I don’t think homogenizing everything into something labeled ‘World Civil War 1’ is either esp. useful or esp. accurate.

If it is accurate to talk of the US being the sole superpower, then a global ideology that rejects Western liberal democracy, that is fighting on several fronts, and uses 21st century guerrilla tactics (terrorism), could indeed be called the first global civil war.

Given the ideology and modus operandi of ISIS in particular — and granting the role of the misconceived invasion of Iraq in setting the stage for its emergence — it’s not easy to see what alternative there is, again w/r/t ISIS in particular, to a policy of clear opposition.

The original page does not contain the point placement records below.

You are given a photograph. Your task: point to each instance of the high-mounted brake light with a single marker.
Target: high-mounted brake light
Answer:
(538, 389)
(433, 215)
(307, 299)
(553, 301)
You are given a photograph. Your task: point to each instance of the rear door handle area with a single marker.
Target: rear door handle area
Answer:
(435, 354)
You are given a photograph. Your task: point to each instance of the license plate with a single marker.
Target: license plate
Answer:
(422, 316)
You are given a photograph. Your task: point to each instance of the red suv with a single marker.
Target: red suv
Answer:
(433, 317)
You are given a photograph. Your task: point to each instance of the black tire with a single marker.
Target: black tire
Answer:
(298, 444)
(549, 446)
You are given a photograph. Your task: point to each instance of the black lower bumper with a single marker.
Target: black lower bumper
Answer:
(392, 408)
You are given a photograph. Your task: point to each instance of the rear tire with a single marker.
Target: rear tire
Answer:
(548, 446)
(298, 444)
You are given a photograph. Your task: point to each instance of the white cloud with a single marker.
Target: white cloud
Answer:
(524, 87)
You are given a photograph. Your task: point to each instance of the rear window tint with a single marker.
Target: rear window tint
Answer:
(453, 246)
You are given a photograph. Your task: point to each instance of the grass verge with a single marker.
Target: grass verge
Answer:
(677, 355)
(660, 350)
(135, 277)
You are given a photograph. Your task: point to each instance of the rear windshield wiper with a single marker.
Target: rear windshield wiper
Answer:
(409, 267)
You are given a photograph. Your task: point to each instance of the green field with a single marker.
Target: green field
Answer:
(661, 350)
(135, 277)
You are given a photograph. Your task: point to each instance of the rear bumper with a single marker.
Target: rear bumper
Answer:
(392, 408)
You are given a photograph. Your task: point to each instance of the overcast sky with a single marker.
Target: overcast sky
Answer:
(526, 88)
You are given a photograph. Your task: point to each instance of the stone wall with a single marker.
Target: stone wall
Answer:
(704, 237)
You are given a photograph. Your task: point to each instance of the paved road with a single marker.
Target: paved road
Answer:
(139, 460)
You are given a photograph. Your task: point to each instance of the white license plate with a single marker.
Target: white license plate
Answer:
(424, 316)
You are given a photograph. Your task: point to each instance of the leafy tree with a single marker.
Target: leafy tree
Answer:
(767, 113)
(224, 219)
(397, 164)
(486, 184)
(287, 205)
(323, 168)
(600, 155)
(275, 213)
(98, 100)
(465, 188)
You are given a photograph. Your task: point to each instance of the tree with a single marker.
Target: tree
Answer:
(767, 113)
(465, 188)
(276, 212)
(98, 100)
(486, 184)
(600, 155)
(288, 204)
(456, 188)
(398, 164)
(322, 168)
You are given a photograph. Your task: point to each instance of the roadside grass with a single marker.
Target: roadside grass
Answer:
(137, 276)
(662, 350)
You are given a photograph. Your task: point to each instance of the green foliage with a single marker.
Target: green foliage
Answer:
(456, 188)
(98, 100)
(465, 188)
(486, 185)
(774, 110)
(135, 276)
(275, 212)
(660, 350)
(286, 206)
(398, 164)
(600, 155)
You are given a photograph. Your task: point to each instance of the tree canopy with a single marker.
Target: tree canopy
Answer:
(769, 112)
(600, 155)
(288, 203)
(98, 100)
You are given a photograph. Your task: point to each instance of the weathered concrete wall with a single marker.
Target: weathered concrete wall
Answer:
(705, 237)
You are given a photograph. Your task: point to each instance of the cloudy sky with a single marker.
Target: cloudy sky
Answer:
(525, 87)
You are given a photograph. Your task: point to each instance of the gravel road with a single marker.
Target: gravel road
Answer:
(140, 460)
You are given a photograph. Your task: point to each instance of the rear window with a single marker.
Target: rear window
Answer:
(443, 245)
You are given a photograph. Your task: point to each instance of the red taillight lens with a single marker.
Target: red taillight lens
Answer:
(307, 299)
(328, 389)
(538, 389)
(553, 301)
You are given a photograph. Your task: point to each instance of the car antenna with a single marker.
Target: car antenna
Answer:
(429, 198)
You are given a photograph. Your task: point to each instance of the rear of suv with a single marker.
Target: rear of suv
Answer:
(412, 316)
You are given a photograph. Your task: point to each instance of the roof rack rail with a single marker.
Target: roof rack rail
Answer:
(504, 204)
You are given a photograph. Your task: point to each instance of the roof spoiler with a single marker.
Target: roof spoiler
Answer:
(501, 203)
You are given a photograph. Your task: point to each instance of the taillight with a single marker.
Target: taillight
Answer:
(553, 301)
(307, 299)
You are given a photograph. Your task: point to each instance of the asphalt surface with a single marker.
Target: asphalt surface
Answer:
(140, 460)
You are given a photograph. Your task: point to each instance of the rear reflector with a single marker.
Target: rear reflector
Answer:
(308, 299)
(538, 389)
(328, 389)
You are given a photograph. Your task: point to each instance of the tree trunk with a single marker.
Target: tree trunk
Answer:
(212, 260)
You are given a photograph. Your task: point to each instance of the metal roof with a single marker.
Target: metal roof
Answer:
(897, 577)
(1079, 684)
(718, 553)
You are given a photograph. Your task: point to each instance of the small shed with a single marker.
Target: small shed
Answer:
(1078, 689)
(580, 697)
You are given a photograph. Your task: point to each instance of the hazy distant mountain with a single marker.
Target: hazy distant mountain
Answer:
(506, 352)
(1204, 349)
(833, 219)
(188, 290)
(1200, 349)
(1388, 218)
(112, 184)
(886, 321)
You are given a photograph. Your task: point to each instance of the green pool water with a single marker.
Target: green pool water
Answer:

This is where viewing Islamism as a civil war against Western hegemony may prove useful. This is what countries with internal violent opposition (a guerrilla) do:

1) The initial reaction is usually bombing, torture, and death squads but, this being the 21st century with recording cell phones, YouTube, and Twitter, it creates a backlash.
2) Amnesty International and the Red Cross write reports and provincial governors, academics, and celebrities mumble about freedom, justice, inequality, discrimination, or whatever.
3) The State begins to lose moral authority and legitimacy, realizes it cannot win, and negotiates.

This is more or less what happened with the Zapatistas. The violence has more or less ceased and the Zapatistas are more ore less autonomous.

The sole superpower is currently halfway through point three.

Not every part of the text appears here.